25th November 2011, Volume 124 Number 1346

Peter Moodie, Scott Metcalfe, Matthew Poynton

Difficulties with international comparisons

There are many reasons why health costs in general, and pharmaceutical expenditure in particular, are rising and at a rate where many countries now recognise they are unsustainable.1 In terms of managing pharmaceutical expenditure over the last 18 years, New Zealand’s Pharmaceutical Management Agency (PHARMAC) has by international comparisons been successful.2,3 However, that success has not come without criticisms from both within and outside the country.
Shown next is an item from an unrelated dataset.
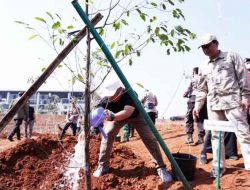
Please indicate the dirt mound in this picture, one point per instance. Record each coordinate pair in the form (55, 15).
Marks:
(40, 164)
(33, 162)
It is therefore very important to ensure that the financial success of PHARMAC has not been at the expense of health gain, and one way to do this is by way of inter-country comparisons.4,5 An apparent natural comparator for New Zealand is Australia, as both countries have universal health care systems with roughly similar types of populations. Both have well-developed pharmaceutical regulatory systems, and funding systems which appear similar but have fundamental differences.

In particular, New Zealand has a budget which is set annually by the Minister of Health on the advice of PHARMAC, district health boards (DHBs) and the Ministry of Health.6 Decisions about such resource allocation are appropriately made by the Government of the day. By comparison Australia has the ability to seek more funding when it sees fit—a difference that should not be underestimated. The two countries also have very different co-payment systems, where in New Zealand the cost per item is much less than Australia.7 *

Making comparisons appears simple, but they can come up with results that appear valid but tell us little. For example, an audit undertaken by the Karolinska Institute on the use of oncology therapies in various countries (and sometimes quoted when looking at New Zealand’s funding8) was quickly discredited for both its methodological flaws and inappropriate conclusions.9,10 (See endnote †.)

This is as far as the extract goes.